[Bugfix] Add constraints for sequence parallelism (#4014)

### What this PR does / why we need it? Add Add constraints for sequence parallelism for unsupported scenarios: 1. tp_size > 1 2. enable_expert_parallel must be True for MoE model ### Does this PR introduce _any_ user-facing change? ### How was this patch tested? - vLLM version: v0.11.0 - vLLM main: 83f478bb19 --------- Signed-off-by: realliujiaxu <realliujiaxu@163.com>
2025-11-06 20:02:03 +08:00
parent 259eb25f88
commit 22005c64c1
2 changed files with 12 additions and 3 deletions
--- a/vllm_ascend/ascend_forward_context.py
+++ b/vllm_ascend/ascend_forward_context.py
@@ -115,12 +115,10 @@ def set_ascend_forward_context(
        # the performance may degrade due to the switching of communication methods.

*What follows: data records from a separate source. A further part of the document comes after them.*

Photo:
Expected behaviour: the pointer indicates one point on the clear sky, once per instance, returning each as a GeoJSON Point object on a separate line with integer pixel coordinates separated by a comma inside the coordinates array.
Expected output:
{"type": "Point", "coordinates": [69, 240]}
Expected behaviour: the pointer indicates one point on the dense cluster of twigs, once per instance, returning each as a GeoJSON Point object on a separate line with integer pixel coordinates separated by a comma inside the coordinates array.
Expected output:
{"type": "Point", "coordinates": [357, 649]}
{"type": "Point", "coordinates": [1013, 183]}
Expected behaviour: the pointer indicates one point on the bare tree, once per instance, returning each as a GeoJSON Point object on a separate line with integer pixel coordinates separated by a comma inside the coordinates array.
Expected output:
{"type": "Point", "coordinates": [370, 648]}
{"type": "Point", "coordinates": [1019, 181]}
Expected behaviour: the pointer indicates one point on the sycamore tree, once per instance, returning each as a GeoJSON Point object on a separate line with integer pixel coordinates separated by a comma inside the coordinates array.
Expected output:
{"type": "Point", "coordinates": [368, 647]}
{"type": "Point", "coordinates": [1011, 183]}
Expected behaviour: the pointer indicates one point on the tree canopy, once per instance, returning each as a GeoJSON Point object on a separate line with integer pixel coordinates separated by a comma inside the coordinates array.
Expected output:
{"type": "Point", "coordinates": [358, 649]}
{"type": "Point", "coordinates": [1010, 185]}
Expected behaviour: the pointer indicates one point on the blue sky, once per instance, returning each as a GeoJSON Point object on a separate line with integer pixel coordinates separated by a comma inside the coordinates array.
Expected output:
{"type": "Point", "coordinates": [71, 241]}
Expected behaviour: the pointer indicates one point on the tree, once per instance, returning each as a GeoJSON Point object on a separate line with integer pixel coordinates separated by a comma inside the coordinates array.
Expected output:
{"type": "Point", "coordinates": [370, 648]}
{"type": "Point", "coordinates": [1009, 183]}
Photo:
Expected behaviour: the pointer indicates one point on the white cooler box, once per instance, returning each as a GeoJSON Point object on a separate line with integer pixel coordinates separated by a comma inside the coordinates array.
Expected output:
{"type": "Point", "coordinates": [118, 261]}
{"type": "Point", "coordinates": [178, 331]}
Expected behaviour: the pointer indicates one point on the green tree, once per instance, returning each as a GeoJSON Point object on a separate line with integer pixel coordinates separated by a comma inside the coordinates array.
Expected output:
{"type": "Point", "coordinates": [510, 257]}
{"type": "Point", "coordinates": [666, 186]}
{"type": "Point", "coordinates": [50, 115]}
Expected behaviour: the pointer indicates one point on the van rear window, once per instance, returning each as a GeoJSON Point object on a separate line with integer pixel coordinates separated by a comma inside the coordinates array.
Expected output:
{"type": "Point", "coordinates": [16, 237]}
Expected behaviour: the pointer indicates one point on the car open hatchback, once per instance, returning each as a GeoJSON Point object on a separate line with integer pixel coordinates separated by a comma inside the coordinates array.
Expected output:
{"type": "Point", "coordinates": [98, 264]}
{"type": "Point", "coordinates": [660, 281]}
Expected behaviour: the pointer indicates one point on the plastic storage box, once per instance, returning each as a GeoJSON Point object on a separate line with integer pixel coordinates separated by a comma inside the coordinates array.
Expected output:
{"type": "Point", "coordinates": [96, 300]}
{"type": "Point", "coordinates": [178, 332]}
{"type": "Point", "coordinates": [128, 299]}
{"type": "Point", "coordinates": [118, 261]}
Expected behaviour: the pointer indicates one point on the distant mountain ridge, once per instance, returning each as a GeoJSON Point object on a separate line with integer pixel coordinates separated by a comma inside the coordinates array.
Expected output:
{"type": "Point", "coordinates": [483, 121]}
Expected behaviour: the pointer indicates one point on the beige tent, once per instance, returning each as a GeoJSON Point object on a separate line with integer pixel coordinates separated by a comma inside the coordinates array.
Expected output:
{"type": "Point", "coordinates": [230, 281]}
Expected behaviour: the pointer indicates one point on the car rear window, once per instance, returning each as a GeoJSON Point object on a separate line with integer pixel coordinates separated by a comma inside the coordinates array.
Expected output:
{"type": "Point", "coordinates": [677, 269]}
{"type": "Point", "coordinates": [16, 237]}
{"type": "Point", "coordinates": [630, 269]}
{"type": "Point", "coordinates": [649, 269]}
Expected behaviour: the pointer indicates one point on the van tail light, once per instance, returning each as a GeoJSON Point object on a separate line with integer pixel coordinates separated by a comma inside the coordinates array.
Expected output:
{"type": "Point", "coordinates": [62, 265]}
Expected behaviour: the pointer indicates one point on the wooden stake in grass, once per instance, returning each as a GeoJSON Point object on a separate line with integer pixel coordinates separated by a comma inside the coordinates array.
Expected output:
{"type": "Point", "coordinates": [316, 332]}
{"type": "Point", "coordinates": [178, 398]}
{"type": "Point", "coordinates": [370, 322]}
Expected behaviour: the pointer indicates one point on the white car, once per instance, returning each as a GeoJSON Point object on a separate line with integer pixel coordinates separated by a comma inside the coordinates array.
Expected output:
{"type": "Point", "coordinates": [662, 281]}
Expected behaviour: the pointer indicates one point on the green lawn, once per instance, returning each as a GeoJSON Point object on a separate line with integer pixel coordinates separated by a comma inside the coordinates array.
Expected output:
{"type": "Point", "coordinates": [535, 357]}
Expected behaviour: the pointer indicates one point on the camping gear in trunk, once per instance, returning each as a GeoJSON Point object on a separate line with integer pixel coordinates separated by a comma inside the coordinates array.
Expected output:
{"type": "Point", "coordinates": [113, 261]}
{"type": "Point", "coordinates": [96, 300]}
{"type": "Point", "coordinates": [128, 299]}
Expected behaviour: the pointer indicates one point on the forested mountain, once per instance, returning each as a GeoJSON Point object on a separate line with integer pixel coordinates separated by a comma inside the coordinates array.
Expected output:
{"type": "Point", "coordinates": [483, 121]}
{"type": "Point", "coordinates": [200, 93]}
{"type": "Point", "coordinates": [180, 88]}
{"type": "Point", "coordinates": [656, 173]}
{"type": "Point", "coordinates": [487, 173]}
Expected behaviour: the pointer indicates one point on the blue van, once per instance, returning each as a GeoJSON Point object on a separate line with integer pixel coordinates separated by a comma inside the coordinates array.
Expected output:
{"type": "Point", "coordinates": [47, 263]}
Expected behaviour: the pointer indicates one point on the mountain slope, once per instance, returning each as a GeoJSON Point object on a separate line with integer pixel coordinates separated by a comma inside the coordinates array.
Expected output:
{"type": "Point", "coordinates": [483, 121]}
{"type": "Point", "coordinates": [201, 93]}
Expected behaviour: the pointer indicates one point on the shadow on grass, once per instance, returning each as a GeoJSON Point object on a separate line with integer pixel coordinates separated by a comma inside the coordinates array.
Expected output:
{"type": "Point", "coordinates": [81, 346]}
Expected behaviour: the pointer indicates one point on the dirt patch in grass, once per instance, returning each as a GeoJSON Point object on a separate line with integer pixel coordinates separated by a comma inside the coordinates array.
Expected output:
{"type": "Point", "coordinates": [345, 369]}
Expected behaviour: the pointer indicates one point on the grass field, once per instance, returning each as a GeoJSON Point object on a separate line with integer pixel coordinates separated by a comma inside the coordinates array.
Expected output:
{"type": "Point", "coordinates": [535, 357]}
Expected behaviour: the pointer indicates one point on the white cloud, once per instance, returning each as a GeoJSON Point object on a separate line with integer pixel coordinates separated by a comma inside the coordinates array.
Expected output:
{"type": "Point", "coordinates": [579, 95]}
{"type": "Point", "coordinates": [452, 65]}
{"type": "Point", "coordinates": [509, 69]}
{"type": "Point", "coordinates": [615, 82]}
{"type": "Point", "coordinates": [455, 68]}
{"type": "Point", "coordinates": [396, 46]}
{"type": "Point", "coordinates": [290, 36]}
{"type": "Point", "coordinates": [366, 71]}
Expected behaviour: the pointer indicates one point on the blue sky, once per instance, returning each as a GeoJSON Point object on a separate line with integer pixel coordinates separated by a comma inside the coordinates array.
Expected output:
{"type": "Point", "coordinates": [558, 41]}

        mmrs_fusion = True
        if is_moe_model(vllm_config):
-            sp_enabled = enable_sp(vllm_config) and \
-                tp_world_size > 1 and num_tokens is not None
+            sp_enabled = enable_sp(vllm_config) and num_tokens is not None
            mmrs_fusion = False
        else:
            sp_enabled = enable_sp(vllm_config) and \
-                tp_world_size > 1 and \
                num_tokens is not None and num_tokens > 1000
        forward_context.mmrs_fusion = mmrs_fusion